Foreign currency exchange rates are what it costs to exchange one
country’s currency for another country’s currency. For example, if
you go to England on vacation, you will have to pay for your hotel,
meals, admissions fees, souvenirs and other expenses in British
pounds. Since your money is all in US dollars, you will have to use
(sell) some of your dollars to buy British pounds.
Assume you go to your bank before you leave and buy $1,000
worth of British pounds. If you get 565.83 British pounds
(£565.83) for your $1,000, each dollar is worth .56583 British
pounds. This is the exchange rate for converting dollars to pounds.
If £565.83 isn’t enough cash for your trip, you will have to
exchange more US dollars for pounds while in England. Assume
you buy another $1,000 worth of British pounds from a bank in
England and get only £557.02 for your $1,000. The exchange rate
for converting dollars to pounds has dropped from .56583 to
.55702. This means that US dollars are worth less compared to the
British pound than they were before you left on vacation.
Assume that you have £100 left when you return home. You go to
your bank and use the pounds to buy US dollars. If the bank gives
you $179.31, each British pound is worth 1.7931 dollars. This is
the exchange rate for converting pounds to dollars.
Theoretically, you can convert the exchange rate for buying a currency
to the exchange rate for selling a currency, and vice versa, by
dividing 1 by the known rate. For example, if the exchange rate for
buying British pounds with US dollars is .56011, the exchange rate
for buying US dollars with British pounds is 1.78536 (1 ÷ .56011
= 1.78536). Similarly, if the exchange rate for buying US dollars
with British pounds is 1.78536, the exchange rate for buying
British pounds with US dollars is .56011 (1÷ 1.78536 = .56011).
This is how newspapers often report currency exchange rates.
As a practical matter, however, you will not be able to buy and sell
the currency at the same price, and you will not receive the price
quoted in the newspaper. This is because banks and other market
participants make money by selling the currency to customers for
more than they paid to buy it and by buying the currency from
customers for less than they will receive when they sell it. The
difference is called a spread and is discussed later in this booklet.
How can I trade foreign currency exchange rates?
As you can see from the example, currency exchange rates fluctuate.
As the value of one currency rises or falls relative to another,
traders decide to buy or sell currencies to make profits. Retail
customers also participate in the forex market, generally as speculators
who are hoping to profit from changes in currency rates.
Foreign currency exchange rates may be traded
in one of three ways:
1. On an exchange that is regulated by the Commodity
Futures Trading Commission (CFTC). For example, the
Chicago Mercantile Exchange offers forex futures and
options on futures products. Exchange-traded forex futures
and options provide their users with a liquid, secondary
market for contracts with a set unit size, a fixed expiration
date and centralized clearing.
2. On an exchange that is regulated by the Securities and
Exchange Commission (SEC). For example, the
Philadelphia Stock Exchange offers options on currencies
(i.e., the right but not the obligation to buy or sell a
currency at a specific rate within a specified time).

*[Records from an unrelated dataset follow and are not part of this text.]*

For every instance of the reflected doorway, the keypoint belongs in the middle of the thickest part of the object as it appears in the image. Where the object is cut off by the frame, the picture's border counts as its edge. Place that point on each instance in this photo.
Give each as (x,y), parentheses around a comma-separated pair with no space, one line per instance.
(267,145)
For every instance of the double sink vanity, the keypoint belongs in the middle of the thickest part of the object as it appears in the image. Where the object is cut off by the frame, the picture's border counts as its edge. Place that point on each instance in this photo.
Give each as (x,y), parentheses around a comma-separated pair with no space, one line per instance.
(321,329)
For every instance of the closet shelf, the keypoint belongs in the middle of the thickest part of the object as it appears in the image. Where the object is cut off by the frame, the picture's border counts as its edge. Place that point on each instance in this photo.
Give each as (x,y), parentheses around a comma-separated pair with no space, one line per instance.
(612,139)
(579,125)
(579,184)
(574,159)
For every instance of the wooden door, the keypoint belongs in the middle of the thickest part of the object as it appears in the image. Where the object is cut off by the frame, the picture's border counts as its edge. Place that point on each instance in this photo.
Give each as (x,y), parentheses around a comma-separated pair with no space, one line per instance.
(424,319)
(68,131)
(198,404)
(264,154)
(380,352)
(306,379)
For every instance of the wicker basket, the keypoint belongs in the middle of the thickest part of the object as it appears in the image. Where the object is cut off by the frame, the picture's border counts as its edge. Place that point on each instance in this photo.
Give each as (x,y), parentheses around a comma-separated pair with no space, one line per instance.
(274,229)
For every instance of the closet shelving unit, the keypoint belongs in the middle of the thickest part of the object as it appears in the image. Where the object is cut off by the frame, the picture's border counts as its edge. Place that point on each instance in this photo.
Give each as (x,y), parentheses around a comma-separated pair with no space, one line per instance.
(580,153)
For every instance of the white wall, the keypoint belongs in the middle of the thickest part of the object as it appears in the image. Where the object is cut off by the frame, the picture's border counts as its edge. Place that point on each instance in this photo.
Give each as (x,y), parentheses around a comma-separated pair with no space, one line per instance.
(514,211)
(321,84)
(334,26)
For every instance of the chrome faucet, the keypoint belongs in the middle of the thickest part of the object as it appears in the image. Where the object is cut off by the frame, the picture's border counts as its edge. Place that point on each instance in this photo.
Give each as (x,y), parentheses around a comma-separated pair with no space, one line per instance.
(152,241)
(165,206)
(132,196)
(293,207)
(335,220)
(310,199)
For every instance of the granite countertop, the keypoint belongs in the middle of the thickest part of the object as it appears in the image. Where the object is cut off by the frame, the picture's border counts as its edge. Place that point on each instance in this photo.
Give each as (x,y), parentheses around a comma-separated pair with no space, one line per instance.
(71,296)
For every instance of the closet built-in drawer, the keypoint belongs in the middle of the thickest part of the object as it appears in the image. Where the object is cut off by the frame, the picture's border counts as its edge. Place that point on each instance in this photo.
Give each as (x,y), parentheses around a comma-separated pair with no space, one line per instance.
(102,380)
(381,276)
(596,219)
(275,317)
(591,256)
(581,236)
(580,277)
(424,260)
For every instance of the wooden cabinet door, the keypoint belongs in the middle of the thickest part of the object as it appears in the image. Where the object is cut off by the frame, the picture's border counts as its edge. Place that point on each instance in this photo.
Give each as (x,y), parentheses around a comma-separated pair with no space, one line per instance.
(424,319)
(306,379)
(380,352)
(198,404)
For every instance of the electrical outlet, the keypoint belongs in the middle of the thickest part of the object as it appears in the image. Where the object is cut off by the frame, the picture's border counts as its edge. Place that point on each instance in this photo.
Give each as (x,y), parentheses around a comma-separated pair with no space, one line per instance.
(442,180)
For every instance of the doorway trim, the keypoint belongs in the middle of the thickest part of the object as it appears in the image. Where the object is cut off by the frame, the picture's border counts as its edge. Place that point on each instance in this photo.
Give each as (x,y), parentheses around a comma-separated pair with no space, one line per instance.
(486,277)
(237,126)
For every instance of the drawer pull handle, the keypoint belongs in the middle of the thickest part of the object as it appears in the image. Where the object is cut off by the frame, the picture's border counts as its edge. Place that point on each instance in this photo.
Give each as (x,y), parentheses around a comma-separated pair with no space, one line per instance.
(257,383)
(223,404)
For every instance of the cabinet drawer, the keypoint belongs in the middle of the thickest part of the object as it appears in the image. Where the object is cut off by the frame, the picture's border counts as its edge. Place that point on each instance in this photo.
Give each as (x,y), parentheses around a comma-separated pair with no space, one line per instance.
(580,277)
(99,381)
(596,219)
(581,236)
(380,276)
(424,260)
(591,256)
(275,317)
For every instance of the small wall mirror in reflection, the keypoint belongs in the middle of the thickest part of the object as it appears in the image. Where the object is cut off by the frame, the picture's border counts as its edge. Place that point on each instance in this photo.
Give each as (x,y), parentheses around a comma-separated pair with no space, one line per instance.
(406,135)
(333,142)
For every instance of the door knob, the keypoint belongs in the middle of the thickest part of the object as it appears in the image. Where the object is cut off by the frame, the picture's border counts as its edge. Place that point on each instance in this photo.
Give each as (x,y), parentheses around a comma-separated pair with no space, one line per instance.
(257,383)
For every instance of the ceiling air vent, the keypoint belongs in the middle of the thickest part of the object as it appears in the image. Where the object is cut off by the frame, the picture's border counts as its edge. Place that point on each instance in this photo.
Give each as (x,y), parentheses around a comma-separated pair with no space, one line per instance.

Exchange-traded options on currencies have characteristics
similar to exchange-traded futures and options (e.g., a
liquid, secondary market with a set size, a fixed expiration
date and centralized clearing).
3. In the off-exchange, also called the over-the-counter
(OTC), market. A retail customer trades directly with a
counterparty and there is no exchange or central clearing
house to support the transaction. Off-exchange trading is
subject to limited regulatory oversight.
This brochure focuses on the off-exchange foreign currency market.